A first order logic extended with binding terms like the familiar set descriptors $\{x:\varphi\}$

This is an excellent question, and is something which should be explicitly treated in basic logic texts (and in my experience, isn't). Disappointingly or satisfyingly depending on what you're looking for, first-order logic is already enough - at least, initially (see below the fold).

All the constructors you're talking about are definable in an appropriate sense, and so they can be implemented in standard first-order logic by just tweaking the syntax appropriately: basically, we'd add infinitely many new function symbols, each corresponding to an instance of the desired constructor, and axioms saying how they work.

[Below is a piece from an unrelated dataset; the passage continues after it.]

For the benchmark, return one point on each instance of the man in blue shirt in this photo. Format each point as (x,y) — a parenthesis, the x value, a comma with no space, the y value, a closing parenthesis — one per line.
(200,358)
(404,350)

In all of the examples you've described, this can be done without difficulty.

For example, let's look at the Hilbert $\epsilon$-operator. Rather than have a single $\epsilon$, we'll have a separate $\epsilon_A$ for each formula $A$ with at least one free variable, and these will behave as follows:

  • The simplest case is for single-variable (so, parameter-free) $A$. In this case, $\epsilon_A$ is nullary - it's just a constant. And our corresponding axiom is $$\exists xA(x)\implies A(\epsilon_A).$$

  • Now let's look at the case where $A$ has two free variables, $x$ and $y$. We might now want to write something which for each $b$ picks some $a$ such that $A(a,b)$ holds (if such an $a$ exists). So our $\epsilon_A$ is now a unary function, and the corresponding axiom is $$\forall y(\exists xA(x,y)\implies A(\epsilon_A(y),y)).$$

  • More generally, an $(n+1)$-ary $A$ yields an $n$-ary $\epsilon_A$, with corresponding axiom $$\forall y_1,...,y_n(\exists xA(x,y_1,...,y_n)\implies A(\epsilon_A(y_1,...,y_n), y_1,...,y_n)).$$

Note the similarity between this kind of implementation and Skolem functions - it's exactly the same idea. Incidentally, it is at this point arguably better to adopt a version of first-order logic which allows for partial functions and empty structures, just for simplicity; the deductive apparatus of course gets more annoying, but very manageably so, and it might clean things up in certain respects. But that's not an essential point.

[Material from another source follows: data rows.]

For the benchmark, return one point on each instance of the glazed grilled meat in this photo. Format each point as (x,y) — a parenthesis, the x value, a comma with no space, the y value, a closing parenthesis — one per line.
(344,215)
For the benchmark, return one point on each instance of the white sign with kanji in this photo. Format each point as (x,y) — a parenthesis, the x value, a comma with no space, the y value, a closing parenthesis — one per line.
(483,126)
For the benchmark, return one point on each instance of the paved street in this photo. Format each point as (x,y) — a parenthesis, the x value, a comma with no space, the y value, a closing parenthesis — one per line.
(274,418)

Of course, there's a more general question here which the above fails to address: what if we're looking for a general theory which allows for (essentially) arbitrary ways to build terms out of formulas?

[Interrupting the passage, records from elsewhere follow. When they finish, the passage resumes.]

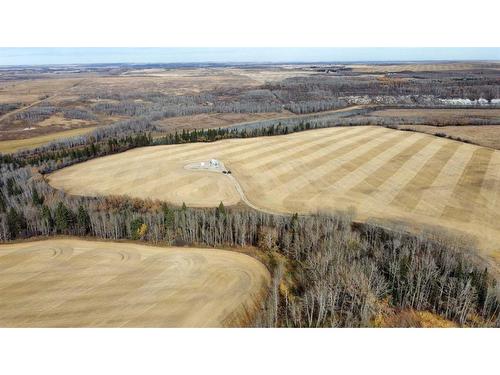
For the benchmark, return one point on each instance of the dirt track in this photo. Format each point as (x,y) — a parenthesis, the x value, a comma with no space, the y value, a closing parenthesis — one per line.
(77,283)
(413,177)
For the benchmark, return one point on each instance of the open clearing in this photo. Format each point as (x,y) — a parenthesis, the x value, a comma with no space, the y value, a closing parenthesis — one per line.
(482,135)
(77,283)
(383,173)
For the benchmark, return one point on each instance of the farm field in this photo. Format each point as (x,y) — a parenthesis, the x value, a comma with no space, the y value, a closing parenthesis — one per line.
(482,135)
(443,114)
(78,283)
(382,173)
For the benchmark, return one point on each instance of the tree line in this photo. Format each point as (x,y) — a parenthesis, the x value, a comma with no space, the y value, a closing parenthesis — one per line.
(327,270)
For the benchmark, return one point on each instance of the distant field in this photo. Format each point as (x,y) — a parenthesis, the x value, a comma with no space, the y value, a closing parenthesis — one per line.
(76,283)
(19,144)
(420,67)
(213,120)
(483,135)
(383,173)
(440,113)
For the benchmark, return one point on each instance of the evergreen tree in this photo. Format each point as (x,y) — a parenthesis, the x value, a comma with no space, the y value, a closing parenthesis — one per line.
(3,206)
(64,218)
(220,211)
(47,217)
(16,223)
(36,198)
(83,220)
(168,217)
(135,228)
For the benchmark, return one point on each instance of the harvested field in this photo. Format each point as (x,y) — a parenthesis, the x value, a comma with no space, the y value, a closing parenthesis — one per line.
(421,67)
(440,113)
(77,283)
(482,135)
(383,173)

In this case it seems that there is actually not too much literature out there. I asked an MO question about this a while back, since this is a topic I've already started working on and I wanted to avoid reinventing the wheel. Some basic model theory for the resulting logic is easy enough to whip up, but it seems not to have been done explicitly yet; the existing work seems to be on the computer science side, and not focused on those topics. (Incidentally, Andrej's answer to that question is a great example of how logicians should pay attention to computer science.)

If you're interested, I can tell you what I know about the resulting logic. But that gets a bit far afield for this answer, so I'll stop here for now.

(Incidentally, it looks like I forgot to mention the specific motivation at that question; briefly, I was - and am - playing around with abstract Godel numbering notions in the context of generalized recursion theory.)